Vision-CAIR / MiniGPT-4

Open-sourced codes for MiniGPT-4 and MiniGPT-v2 (https://minigpt-4.github.io, https://minigpt-v2.github.io/)
https://minigpt-4.github.io
BSD 3-Clause "New" or "Revised" License
25.4k stars 2.91k forks source link

Error when preparing Vicuna v0 weights? Can I use Vicuna v1.1? #25

Closed JosephPai closed 1 year ago

JosephPai commented 1 year ago

Hi,

Thanks for releasing the interesting work. I'm trying to deploy it on my server. However, I encountered some difficulties when preparing Vicuna weights.

When apply the delta weights of Vicuna to the original LLaMa weights, I always got vocab mismatch error like this: RuntimeError: The size of tensor a (32000) must match the size of tensor b (32001) at non-singleton dimension 0 I've searched issues in the FastChat repo but didn't find effective solution. The author of FastChat suggests to directly move to Vicuna v1.1 since they have fixed a lot of issues in the new version.

I'd like to ask 1) Do you have any experiences/suggestions to solve the issues I encountered? 2) Do you think it's feasible to directly move to Vicuna v1.1? I noticed that in the new version, they have some changes, like the separator has been changed from ### to </s>. I'm not sure if it is compatible with MiniGPT-4.

Thanks!

linkct commented 1 year ago

I encountered the same issue. Note that per the Vicuna official repo, Vicuna-v0 is only compatible with FastChat version <= v0.1.10, so pip install fschat==0.1.10 solved it for me.

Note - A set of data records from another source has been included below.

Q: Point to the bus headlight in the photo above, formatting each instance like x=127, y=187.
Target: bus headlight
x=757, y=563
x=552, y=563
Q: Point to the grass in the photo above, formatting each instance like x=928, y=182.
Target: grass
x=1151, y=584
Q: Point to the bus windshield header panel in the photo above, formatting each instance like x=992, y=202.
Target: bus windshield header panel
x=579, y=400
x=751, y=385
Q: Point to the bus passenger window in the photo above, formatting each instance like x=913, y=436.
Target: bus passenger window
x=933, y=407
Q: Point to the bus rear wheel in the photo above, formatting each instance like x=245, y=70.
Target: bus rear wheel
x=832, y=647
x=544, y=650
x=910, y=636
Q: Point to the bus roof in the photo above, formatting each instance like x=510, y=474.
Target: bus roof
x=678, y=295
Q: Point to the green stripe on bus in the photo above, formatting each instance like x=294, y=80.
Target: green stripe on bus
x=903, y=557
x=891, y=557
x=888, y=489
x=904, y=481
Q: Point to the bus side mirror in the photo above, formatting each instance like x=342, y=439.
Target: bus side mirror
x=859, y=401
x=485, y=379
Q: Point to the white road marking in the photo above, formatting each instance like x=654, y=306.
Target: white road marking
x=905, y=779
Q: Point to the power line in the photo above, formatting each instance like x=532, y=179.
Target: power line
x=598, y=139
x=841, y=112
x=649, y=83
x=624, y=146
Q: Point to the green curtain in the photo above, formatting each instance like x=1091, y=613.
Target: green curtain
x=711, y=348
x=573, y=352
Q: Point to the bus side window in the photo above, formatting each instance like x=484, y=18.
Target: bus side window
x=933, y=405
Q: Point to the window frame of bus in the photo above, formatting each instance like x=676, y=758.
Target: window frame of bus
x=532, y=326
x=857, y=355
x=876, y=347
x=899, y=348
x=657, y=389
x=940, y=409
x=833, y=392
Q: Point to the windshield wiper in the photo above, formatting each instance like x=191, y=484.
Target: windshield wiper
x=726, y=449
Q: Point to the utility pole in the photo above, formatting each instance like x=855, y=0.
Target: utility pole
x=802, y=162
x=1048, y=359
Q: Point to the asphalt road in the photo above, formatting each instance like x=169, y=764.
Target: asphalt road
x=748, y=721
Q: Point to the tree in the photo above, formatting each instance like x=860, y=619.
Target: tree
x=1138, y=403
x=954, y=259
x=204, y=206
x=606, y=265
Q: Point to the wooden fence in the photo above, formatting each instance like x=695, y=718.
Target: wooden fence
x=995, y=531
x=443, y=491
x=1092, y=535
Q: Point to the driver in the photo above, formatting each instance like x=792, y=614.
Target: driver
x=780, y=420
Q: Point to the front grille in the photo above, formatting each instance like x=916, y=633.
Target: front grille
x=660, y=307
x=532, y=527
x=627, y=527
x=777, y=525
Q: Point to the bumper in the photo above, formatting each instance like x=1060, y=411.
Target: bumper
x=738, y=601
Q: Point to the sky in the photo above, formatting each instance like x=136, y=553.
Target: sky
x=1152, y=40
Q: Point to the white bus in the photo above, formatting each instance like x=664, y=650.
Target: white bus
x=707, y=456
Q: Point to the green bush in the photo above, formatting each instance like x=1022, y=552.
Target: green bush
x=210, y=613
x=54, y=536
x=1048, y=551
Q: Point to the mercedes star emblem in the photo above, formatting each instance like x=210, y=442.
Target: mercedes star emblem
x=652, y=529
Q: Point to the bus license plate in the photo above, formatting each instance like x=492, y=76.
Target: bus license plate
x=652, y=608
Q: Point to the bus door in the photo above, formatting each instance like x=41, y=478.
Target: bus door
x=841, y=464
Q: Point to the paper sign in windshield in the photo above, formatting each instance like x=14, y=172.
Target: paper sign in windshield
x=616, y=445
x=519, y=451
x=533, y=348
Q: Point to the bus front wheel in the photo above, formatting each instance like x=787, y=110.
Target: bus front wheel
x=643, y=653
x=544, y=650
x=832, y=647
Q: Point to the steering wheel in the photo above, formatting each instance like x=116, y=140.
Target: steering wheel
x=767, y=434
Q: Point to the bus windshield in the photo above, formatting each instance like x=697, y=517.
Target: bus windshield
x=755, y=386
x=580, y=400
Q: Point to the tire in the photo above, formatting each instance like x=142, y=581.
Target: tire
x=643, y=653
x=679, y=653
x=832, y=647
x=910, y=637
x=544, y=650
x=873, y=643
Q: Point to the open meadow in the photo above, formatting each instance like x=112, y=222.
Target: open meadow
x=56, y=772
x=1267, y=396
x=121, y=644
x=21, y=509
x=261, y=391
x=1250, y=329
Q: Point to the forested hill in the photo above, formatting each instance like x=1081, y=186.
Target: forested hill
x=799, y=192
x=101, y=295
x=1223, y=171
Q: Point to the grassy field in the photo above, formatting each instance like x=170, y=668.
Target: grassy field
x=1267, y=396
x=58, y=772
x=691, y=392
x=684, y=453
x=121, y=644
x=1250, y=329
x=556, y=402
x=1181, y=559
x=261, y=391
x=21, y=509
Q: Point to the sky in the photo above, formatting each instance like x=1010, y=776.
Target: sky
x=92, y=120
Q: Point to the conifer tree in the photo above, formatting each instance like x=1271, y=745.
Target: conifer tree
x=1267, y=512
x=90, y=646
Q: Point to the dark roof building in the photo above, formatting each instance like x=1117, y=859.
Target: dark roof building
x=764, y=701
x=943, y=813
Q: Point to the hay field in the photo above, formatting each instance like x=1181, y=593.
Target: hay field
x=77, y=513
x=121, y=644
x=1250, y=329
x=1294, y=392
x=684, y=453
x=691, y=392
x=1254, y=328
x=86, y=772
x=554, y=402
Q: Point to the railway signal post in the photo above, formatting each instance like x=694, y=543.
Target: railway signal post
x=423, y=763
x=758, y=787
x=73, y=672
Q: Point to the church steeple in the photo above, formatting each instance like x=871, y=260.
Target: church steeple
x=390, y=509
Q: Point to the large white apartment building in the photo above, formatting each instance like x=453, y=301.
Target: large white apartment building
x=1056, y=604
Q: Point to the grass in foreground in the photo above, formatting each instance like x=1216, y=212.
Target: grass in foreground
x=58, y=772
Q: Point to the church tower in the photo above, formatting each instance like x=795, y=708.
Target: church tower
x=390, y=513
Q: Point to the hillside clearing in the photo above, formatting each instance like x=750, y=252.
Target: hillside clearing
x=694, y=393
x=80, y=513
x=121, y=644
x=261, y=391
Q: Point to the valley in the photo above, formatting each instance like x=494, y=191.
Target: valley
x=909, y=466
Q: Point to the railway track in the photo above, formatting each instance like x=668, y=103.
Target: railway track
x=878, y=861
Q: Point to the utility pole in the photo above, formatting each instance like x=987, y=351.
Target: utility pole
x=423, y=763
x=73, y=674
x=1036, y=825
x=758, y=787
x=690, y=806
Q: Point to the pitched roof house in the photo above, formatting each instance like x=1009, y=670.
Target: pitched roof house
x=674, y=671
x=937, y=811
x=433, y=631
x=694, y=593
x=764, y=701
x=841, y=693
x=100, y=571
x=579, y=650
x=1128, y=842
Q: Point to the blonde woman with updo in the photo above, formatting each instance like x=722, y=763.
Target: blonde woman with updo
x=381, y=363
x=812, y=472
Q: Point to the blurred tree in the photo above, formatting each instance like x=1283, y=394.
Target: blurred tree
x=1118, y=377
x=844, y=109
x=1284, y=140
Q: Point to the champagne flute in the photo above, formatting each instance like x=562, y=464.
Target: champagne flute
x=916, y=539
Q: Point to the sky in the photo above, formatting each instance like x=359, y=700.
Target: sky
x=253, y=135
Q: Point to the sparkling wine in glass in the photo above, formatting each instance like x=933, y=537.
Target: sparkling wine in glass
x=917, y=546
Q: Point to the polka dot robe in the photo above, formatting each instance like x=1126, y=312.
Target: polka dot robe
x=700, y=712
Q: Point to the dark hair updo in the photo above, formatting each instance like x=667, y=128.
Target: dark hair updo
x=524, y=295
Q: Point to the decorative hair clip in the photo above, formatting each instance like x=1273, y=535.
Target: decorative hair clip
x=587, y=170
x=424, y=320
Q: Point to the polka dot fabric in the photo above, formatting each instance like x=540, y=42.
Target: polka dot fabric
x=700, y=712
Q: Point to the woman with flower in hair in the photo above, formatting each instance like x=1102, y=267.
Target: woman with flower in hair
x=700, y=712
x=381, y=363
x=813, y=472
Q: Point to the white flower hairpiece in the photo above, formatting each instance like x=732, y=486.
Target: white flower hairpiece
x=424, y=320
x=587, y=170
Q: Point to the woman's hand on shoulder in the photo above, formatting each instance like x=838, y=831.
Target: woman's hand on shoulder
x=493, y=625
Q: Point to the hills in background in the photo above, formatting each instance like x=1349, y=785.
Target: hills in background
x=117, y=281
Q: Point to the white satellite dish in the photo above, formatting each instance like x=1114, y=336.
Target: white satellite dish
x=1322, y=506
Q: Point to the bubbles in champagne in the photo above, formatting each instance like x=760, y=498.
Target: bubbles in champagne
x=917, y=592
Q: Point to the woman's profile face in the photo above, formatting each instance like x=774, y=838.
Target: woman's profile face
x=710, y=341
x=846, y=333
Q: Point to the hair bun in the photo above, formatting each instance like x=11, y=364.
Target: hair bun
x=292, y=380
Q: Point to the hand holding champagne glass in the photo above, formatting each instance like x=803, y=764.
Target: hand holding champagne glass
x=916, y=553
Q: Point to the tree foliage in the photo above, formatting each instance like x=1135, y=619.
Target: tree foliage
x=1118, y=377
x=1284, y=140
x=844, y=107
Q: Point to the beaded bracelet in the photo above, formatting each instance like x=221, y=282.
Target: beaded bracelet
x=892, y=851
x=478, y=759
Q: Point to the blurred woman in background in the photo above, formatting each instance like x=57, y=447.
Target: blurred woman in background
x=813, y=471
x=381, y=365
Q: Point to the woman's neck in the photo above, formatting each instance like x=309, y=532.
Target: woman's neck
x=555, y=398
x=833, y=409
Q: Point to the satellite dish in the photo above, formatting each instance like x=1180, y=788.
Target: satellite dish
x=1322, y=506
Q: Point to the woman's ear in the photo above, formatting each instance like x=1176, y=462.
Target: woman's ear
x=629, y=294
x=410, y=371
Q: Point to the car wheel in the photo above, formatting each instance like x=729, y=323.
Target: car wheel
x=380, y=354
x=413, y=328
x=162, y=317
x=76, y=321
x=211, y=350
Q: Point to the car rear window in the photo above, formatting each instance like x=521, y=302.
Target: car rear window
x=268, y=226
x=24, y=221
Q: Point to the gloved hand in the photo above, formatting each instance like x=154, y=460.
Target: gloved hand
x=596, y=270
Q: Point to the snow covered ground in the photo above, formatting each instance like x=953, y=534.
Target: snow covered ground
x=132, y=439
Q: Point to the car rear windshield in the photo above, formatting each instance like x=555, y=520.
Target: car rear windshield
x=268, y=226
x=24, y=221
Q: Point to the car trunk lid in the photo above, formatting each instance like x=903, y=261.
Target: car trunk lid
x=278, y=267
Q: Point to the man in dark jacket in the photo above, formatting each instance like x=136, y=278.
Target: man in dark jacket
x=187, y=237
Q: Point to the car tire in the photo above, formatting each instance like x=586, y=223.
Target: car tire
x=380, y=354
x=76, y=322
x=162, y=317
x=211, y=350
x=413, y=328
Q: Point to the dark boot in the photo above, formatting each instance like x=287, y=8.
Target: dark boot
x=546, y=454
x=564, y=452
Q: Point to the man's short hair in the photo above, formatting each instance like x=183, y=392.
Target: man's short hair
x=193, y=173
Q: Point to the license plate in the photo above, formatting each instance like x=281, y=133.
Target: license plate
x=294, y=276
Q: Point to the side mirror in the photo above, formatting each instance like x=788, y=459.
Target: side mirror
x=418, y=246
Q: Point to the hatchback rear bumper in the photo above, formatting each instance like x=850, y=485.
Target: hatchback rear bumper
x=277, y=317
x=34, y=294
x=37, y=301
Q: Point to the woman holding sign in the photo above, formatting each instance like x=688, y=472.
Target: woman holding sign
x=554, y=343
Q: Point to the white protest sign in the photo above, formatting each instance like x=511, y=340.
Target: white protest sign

MrToy commented 1 year ago

same issue,looking forward to providing vicuna v1.1

JosephPai commented 1 year ago

I encountered the same issue. Note that per the Vicuna official repo, Vicuna-v0 is only compatible with FastChat version <= v0.1.10, so pip install fschat==0.1.10 solved it for me.

@linkct This solution works for me. Thanks!

LARRYMIN commented 1 year ago

can change the source code of fastchat.model.apply_delta

if delta_state_dict[name].size(0)==32001:
    state_dict[name] += delta_state_dict[name][:32000, :]
else:
    state_dict[name] += delta_state_dict[name]
feymanwang commented 1 year ago

can you show the line number to add?

WynMew commented 1 year ago

can you show the line number to add?

line 107 I guess.